The people in these areas, including the children, live in constant fear of attack by government troops. The fragile cease-fire that is currently in place between the KNU and the DKBA in this area could very easily fall apart at any time, causing everyone to flee the fighting that will ensue. Things have only just returned to “normal” here after two years of fighting that led to the destruction of many homes and schools, and two out of three of Nam’s clinic buildings. The reality of the risks faced by the villagers in this area was made clear when we were walking back to the car at one point, and were told, “don’t go near that field [about 3 meters away], there’s lots of landmines in there”.
IDP Village

The houses in the villages are the simplest structures: platforms on stilts with banana leaf roofs, and woven mats for walls. No match for the mosquitoes at all, it is no wonder that malaria is at epidemic levels around here. The sun is scorching, and there is barely any water in the area. Everyone is desperately trying to harvest their peanuts and corn as fast as possible.

After about 4 hours in this IDP area of the Karen State, we headed back into Thailand to visit a migrant school. The difference is remarkable. These kids have wooden floors, educational posters on on the walls, and enough food to keep them full, most of the time. When they are old enough, some of them will be able to access the Thai education system too. 
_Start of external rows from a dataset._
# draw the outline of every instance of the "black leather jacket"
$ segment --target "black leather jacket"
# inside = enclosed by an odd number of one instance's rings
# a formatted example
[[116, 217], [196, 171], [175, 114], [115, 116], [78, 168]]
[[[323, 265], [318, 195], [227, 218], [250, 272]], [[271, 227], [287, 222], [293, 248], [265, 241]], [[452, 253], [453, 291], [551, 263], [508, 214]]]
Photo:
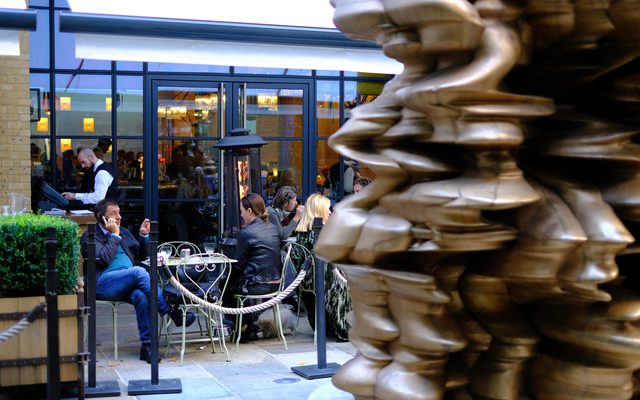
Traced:
[[249, 284], [280, 279], [280, 235], [278, 229], [256, 218], [238, 235], [237, 267]]

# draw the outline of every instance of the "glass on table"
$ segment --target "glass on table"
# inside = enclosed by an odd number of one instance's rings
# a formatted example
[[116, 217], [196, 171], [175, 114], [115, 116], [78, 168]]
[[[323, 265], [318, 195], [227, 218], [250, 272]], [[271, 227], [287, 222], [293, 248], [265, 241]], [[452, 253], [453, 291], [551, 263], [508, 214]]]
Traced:
[[216, 244], [213, 242], [204, 242], [203, 246], [204, 246], [204, 251], [207, 254], [213, 254], [216, 252]]
[[158, 249], [158, 255], [162, 257], [162, 264], [166, 264], [169, 261], [169, 257], [173, 253], [173, 247], [171, 245], [165, 244], [160, 246]]

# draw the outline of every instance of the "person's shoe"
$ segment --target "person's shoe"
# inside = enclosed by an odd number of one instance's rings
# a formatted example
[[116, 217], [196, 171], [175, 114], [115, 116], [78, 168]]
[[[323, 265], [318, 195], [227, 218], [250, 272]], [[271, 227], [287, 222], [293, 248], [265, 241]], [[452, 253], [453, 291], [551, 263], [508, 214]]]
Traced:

A migrant school in Thailand, very different.
Earlier in the week, Jess, Ma Aye San and I had been on a monitoring trip to several of the boarding houses that the Clinics’ Dry Food Programme supports, and we had felt at the time that these homes and schools were not really all that good in terms of supplies and living standards – but don’t get me wrong, all the children are happy and cared for, they all receive a lot of attention and are fed as well as possible, they are excellent facilities considering the problems that they face – seeing similar schools in these IDP areas really helped put what we do into perspective, and reaffirmed how necessary places like the Clinic and our Child Protection Programmes really are, and therefore how important the work we do is.

Nap time at one of our boarding houses in Thailand

It’s quite upsetting to realise how “lucky” the kids at the migrant schools are after seeing the children in the IDP schools. All the children are so eager to learn, and are so studious and serious about their lessons. Comparing them to the kinds of schools I got to attend as a child makes me feel both sad and incredibly grateful. Nothing in the lives of these children is ever going to be as safe and easy as my life has been. It’s a really cruel world out there. 

*Names changed. It’s not my place to identify these people, and doing so could put their security in jeopardy.